The Highland Park July 4 parade shooting suspect, 21-year-old Robert Crimo III, was issued a gun license four months after local police had to confiscate weapons in an incident where family members said he threatened a massacre.
How was the suspect able to legally obtain firearms after a history of police intervention?
In April 2019, an emergency-911 caller reported that Crimo had attempted suicide.
In September 2019, the Highland Park police confiscated 16 knives, a dagger and sword from Crimo’s home. That didn’t stop the Illinois State Police from approving him for gun ownership in 2020. State police defended their actions, saying that because there was no formal legal complaint in the 2019 incident, a permit could not be denied. The suspect had a clean record, so they had no reason to reject his request.
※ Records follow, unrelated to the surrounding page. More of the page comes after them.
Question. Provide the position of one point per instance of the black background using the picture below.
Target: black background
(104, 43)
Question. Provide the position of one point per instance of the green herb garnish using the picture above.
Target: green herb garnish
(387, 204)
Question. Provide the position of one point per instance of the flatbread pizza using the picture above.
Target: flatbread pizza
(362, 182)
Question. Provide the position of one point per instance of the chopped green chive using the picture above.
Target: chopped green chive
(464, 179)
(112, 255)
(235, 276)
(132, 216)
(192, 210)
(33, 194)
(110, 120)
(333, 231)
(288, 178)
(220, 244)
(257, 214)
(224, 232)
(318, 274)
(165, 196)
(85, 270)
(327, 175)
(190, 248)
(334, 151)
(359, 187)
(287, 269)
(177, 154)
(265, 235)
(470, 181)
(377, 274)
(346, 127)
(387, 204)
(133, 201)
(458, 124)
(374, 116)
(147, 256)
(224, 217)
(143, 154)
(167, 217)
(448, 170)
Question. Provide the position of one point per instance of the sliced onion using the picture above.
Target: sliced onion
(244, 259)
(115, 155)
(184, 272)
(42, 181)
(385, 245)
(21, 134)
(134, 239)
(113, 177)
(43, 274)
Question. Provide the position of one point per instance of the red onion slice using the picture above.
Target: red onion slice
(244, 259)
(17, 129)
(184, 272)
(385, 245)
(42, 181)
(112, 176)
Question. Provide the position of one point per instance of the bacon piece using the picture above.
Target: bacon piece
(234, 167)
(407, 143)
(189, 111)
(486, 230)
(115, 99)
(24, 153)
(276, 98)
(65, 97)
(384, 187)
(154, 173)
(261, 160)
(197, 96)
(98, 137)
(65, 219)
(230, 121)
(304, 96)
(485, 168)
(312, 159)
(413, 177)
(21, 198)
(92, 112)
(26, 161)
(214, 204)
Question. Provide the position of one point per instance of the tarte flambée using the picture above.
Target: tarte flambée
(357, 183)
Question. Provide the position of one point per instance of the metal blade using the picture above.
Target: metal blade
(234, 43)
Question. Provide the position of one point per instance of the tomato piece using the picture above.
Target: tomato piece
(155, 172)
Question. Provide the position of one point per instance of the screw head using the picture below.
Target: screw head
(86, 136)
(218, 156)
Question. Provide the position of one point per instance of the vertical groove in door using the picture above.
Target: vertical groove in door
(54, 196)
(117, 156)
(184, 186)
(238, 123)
The statement said: “The September 2019 Clear and Present Danger report made by the Highland Park Police Department was made in response to threats allegedly directed at the family, but the report indicates when police went to the home and asked the individual if he felt like harming himself or others, he responded ‘no.'”
“No one, including family, was willing to move forward on a complaint nor did they subsequently provide information on threats or mental health that would have allowed law enforcement to take additional action back in 2019.”
After that incident, at the age of 19, Crimo applied for a firearm owner’s identification card (FOID card), under his father’s sponsorship. Because there had been no legal or court action involving Crimo, “There was insufficient basis to establish a clear and present danger and deny the FOID application,” state police said.
Crimo passed all his background checks for the purchases of his guns in 2020 and 2021.
That is how Crimo slipped past the safeguards of Illinois “red flag” laws designed to prevent potentially violent people from purchasing guns.
The suspect was able to buy five firearms legally. One of them was used in Monday’s mass shooting.
An AR-15-type of rifle was found on a roof at the scene, and the suspect had a similar weapon in his mother’s car when arrested, according to Sergeant Chris Covelli, a spokesman for the Lake County Sheriff’s office.
Last month Congress passed a national gun reform bill that includes federal funding to help states administer red flag laws. Will that help to keep guns out of the hands of unstable or potentially violent offenders? Time will tell.